Лемяшевичу рассказал о том, как она жила в это время, Данила Платонович. Старому учителю Наталья Петровна потом призналась, что по дороге сюда заезжала к родителям на Смоленщину и те очень уговаривали её оставить малышку у них, пока все устроится, наладится, дальше отойдет фронт. Отец её работал председателем райисполкома, и условия у него были получше, хотя по его району тоже прошел огонь войны. Но и родителям своим она не хотела доверить дочку. А вернее — сама не представляла себе жизни без нее. Она могла все перенести, все выдержать, любые трудности и любые мучения. Но одного она, безусловно, не пережила бы — смерти дочери, живой частицы человека, которого гак любила… И потому Наталья Петровна ни на один день не соглашалась её оставить.

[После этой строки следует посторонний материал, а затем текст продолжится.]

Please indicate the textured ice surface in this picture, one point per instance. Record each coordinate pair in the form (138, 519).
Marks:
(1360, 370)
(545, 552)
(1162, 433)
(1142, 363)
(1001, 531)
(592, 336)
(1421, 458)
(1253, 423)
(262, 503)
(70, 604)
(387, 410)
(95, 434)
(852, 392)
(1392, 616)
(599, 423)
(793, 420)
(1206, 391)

Но в то же время она ехала в страшное и опасное место. Даже заведующая райздравом, которая, отчаявшись, молила бога, чтоб он послал ей хоть какого-нибудь инвалида-фельдшера для постоянной работы в Криницах, и которая полчаса подряд целовала Наталью Петровну от радости, когда узнала, что она настоящий врач с дипломом и приехала в такое время по собственному желанию, — даже эта женщина, увидев ребенка, стала отговаривать её и предложила остаться в райцентре или поехать в деревню побогаче.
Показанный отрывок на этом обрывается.